Scientific discovery: Clustering genes with similar expression patterns reveals unknown biological pathways.
Customer analytics: Segmentation enables personalised marketing without prior labels.
Anomaly detection: Identify fraudulent transactions, defective parts, or network intrusions.
Feature learning: Autoencoders and self‑supervised methods produce rich representations for downstream tasks.
Data compression & visualisation: PCA, t‑SNE, UMAP allow us to see high‑dimensional data in 2D/3D.
Generative modelling: Variational autoencoders and GANs learn the underlying data distribution.
Recommender systems: Matrix factorisation (SVD, NMF) uncovers latent user/item factors.

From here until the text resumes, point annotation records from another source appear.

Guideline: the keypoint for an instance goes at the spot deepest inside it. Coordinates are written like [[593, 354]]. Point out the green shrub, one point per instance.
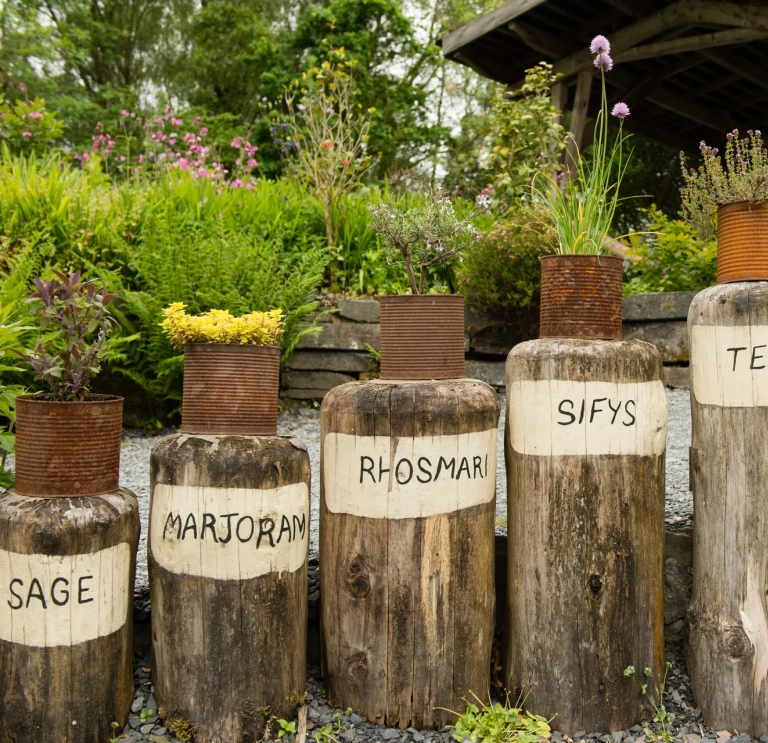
[[501, 276], [673, 258]]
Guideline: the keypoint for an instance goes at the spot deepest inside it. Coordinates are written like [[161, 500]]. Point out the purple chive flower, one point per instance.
[[600, 45], [620, 110], [604, 62]]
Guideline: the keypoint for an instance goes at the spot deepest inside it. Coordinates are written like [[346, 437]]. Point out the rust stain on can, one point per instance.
[[742, 242], [66, 449], [230, 389], [581, 297], [422, 336]]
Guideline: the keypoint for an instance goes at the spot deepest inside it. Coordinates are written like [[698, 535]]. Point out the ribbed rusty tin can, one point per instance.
[[68, 448], [422, 336], [742, 242], [230, 389], [581, 297]]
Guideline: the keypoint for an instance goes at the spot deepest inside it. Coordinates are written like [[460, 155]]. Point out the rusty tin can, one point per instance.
[[230, 389], [742, 242], [68, 448], [422, 336], [581, 297]]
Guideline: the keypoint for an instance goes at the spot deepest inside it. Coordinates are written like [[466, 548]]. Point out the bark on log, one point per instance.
[[585, 451], [66, 603], [407, 510], [228, 541], [728, 614]]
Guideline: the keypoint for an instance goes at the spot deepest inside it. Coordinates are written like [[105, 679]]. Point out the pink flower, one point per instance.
[[620, 110], [604, 62], [600, 45]]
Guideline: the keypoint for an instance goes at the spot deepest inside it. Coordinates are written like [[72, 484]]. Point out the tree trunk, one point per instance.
[[585, 450], [728, 615], [66, 604], [407, 512], [228, 541]]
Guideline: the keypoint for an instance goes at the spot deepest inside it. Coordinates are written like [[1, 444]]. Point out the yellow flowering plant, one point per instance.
[[220, 326]]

The unsupervised learning pipeline typically involves preprocessing (scaling, handling missing values), choosing an algorithm with appropriate hyperparameters, running the algorithm, and then interpreting or evaluating the results. Since no ground truth exists, domain knowledge and internal validation metrics are crucial.

2. Clustering: Organising Chaos into Groups

Clustering algorithms partition data into groups (clusters) such that points within a cluster are more similar to each other than to points in other groups. We cover four fundamental families: centroid‑based (k‑means), density‑based (DBSCAN, OPTICS), hierarchical, and probabilistic (Gaussian Mixture Models). Then we extend to spectral, affinity propagation, BIRCH, and mean shift.

2.1 K‑Means: The Workhorse of Partitioning

K‑Means aims to partition $n$ observations into $k$ clusters by minimising the within‑cluster sum of squares (inertia):

\sum_{i = 1}^{k} \sum_{x \in C_{i}} ‖ x - μ_{i} ‖^{2}

The algorithm alternates between (1) assigning each point to the nearest centroid, and (2) updating centroids to the mean of assigned points. Convergence to a local optimum is guaranteed. Sensitive to initialisation (solved by k‑means++), and assumes spherical clusters of similar size. Scaling features is mandatory.

Mathematical insight: The objective is equivalent to maximising the between‑cluster variance (Huygens theorem). The algorithm can be viewed as an EM algorithm for a Gaussian mixture with identical spherical covariances.

# =================================================
# K‑Means from scratch + scikit‑learn comparison
# =================================================
import numpy as np
import matplotlib.pyplot as plt
from sklearn.datasets import make_blobs
from sklearn.cluster import KMeans

# Generate synthetic data: 5 clusters
X, y_true = make_blobs(n_samples=400, centers=5,
                       cluster_std=0.70, random_state=42)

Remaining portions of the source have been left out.